Students following this degree program must complete 42 semester hours of required courses in Family Science and 9 additional semester hours of credit in Foods and Nutrition.

REQUIRED COURSES FOR THE FAMILY SCIENCE MAJOR

Family Science
114 Families in Contemporary Society
221 Family Resource Management
241 Human Development
242 Dynamics of Family Living
261 Communications
331 Introduction to Research Methods
381 Professional Practice with Children and Families
382 Program Planning and Evaluation
411 Field Placement I
412 Field Placement II
Four Family Science electives at the 2nd, 3rd or 4th year level

Foods and Nutrition:
Foods and Nutrition 111 Introductory Foods
Foods and Nutrition 211 Introductory Nutrition I
Foods and Nutrition 212 Introductory Nutrition II

REQUIRED COURSES FROM OTHER DEPARTMENTS

Mathematics
111 Finite Mathematics

Statistics
221 (formerly Math 221) Introductory Statistics I

Chemistry
111 General Chemistry I
112 General Chemistry II

Biology
122 Human Physiology
131 Introduction to Cell and Molecular Biology

UPEI courses and Writing Intensive Course
One of:
UPEI 101 – Writing Studies – Engaging Writing, Rhetoric, and Communication,
UPEI 102 – Inquiry Studies – Engaging Ideas and Cultural Contexts, OR
UPEI 103 – University Studies - Engaging University Contexts and Experience
AND One writing intensive course

Social Sciences
Two 3 semester hour courses from Psychology, Sociology or Anthropology

Students are advised to consult with the Department Chair or their Faculty Advisor prior to registration.

COURSE SEQUENCE
Following is the usual sequence for completion of courses:

First Year

  • Foods and Nutrition 111 Introductory Foods
  • Family Science 114 Families in Contemporary Society
  • Biology 131 Introduction to Cell and Molecular Biology
  • Chemistry 111  General Chemistry I
  • Chemistry 112  General Chemistry II
  • One of UPEI 101, 102 or 103
  • Math 111 Finite Mathematics
  • Two Social Sciences
  • One free elective

Second Year

  • Foods and Nutrition 211 Introductory Nutrition I
  • Foods and Nutrition 212 Introductory Nutrition II
  • Family Science 221 Family Resource Management
  • Family Science 241 Human Development
  • Family Science 242 Dynamics of Family Living
  • Family Science 261 Communications
  • Statistics 221 (formerly Math 221) Introductory Statistics I
  • Biology 122 Human Physiology
  • Two free electives

Third Year

  • Family Science 331 Introduction to Research Methods
  • Family Science 381 Professional Practice with Children and Families
  • Family Science 382 Program Planning and Evaluation
  • Two Family Science electives
  • Five free electives

Fourth Year

  • Family Science 411 Field Placement I
  • Family Science 412 Field Placement II
  • Two Family Science electives
  • Six free electives

Provisional Certification - National Council on Family Relations

The Department of Applied Human Sciences is approved by the National Council on Family Relations to offer the course work in order for graduates from the Family Science and Child and Family Studies programs to apply for provisional certification as a Certified Family Life Educator (CFLE).
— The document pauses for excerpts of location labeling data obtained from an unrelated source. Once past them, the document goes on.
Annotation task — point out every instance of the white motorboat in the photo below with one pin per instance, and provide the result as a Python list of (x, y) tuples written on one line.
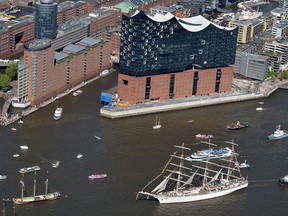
[(242, 165), (204, 136), (184, 181), (284, 180), (55, 164), (2, 177), (98, 138), (259, 109), (77, 92), (278, 134), (58, 113), (157, 123)]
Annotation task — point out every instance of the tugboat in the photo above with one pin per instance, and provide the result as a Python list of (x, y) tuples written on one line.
[(278, 134), (238, 125), (284, 180)]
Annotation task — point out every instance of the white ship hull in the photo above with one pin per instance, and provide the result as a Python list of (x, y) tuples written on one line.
[(194, 197)]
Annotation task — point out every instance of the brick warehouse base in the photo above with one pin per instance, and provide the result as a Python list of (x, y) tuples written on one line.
[(175, 85)]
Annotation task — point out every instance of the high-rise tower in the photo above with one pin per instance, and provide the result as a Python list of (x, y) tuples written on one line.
[(46, 19)]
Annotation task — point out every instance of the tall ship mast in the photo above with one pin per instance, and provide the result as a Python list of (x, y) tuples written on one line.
[(186, 181), (34, 197)]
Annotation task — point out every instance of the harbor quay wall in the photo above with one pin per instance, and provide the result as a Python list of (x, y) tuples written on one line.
[(113, 114)]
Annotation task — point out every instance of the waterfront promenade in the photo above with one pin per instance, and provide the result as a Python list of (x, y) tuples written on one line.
[(242, 90), (6, 120)]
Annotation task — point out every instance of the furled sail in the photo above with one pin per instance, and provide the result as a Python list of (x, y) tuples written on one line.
[(216, 176), (189, 181), (162, 185)]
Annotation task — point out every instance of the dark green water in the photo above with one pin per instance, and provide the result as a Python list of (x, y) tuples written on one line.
[(132, 153)]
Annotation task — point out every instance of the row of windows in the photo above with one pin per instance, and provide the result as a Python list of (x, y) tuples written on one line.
[(143, 53)]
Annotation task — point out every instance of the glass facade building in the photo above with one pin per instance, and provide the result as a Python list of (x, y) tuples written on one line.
[(159, 45), (46, 19)]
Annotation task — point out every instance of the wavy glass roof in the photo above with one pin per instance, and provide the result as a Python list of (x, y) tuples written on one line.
[(192, 24)]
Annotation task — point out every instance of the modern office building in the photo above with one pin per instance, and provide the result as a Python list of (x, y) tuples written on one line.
[(283, 4), (164, 57), (46, 19), (281, 29), (69, 10), (44, 73), (15, 34), (247, 29), (249, 64), (278, 46)]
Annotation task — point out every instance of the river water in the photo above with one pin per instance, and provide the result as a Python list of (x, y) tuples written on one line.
[(132, 154)]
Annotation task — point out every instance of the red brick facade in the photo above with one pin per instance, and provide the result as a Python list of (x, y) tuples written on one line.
[(98, 25), (132, 89), (50, 79), (12, 39), (71, 13)]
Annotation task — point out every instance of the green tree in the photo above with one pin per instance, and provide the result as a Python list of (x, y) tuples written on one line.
[(12, 70), (5, 81)]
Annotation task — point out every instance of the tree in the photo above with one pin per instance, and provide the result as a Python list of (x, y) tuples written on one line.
[(12, 70), (5, 81)]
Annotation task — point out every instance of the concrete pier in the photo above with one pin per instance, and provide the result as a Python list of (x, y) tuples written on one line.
[(185, 103)]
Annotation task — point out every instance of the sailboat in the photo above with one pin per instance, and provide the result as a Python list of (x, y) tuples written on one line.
[(187, 181), (157, 123), (35, 198)]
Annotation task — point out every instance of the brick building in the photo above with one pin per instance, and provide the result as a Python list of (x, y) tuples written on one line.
[(44, 73), (69, 10), (14, 35), (163, 57)]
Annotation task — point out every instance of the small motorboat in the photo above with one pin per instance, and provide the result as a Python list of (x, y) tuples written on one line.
[(204, 136), (58, 113), (29, 169), (55, 164), (284, 180), (2, 177), (77, 92), (157, 124), (7, 200), (97, 176), (242, 165), (237, 126), (98, 138), (259, 109)]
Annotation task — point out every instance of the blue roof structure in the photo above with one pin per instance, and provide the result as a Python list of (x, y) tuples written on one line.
[(71, 48), (90, 41)]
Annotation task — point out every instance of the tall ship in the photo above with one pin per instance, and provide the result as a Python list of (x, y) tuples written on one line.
[(278, 134), (187, 181), (34, 197)]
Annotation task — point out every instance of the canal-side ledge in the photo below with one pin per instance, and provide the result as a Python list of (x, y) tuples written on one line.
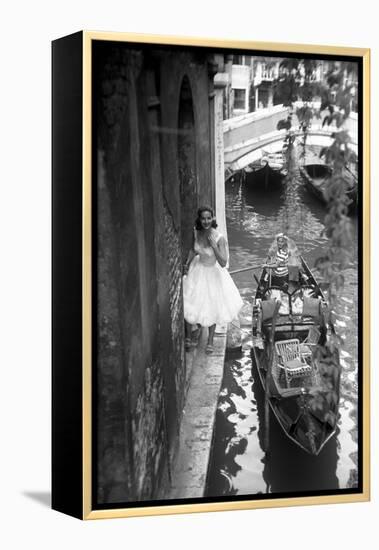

CFLEs work in a variety of health and social service positions. In particular, CLFEs are prepared to work with individuals and families in the areas of prevention and education. Students interested in becoming a CFLE need to ensure that they have completed all of the required course work for their major in addition to completing the following Family Science electives:

  • Family Science 383 Issues in Family Law and Social Policy
  • Family Science 471 Parent-Child Interaction
  • Family Science 491 Human Sexuality
Minor

Please note: The application process for this program has been suspended.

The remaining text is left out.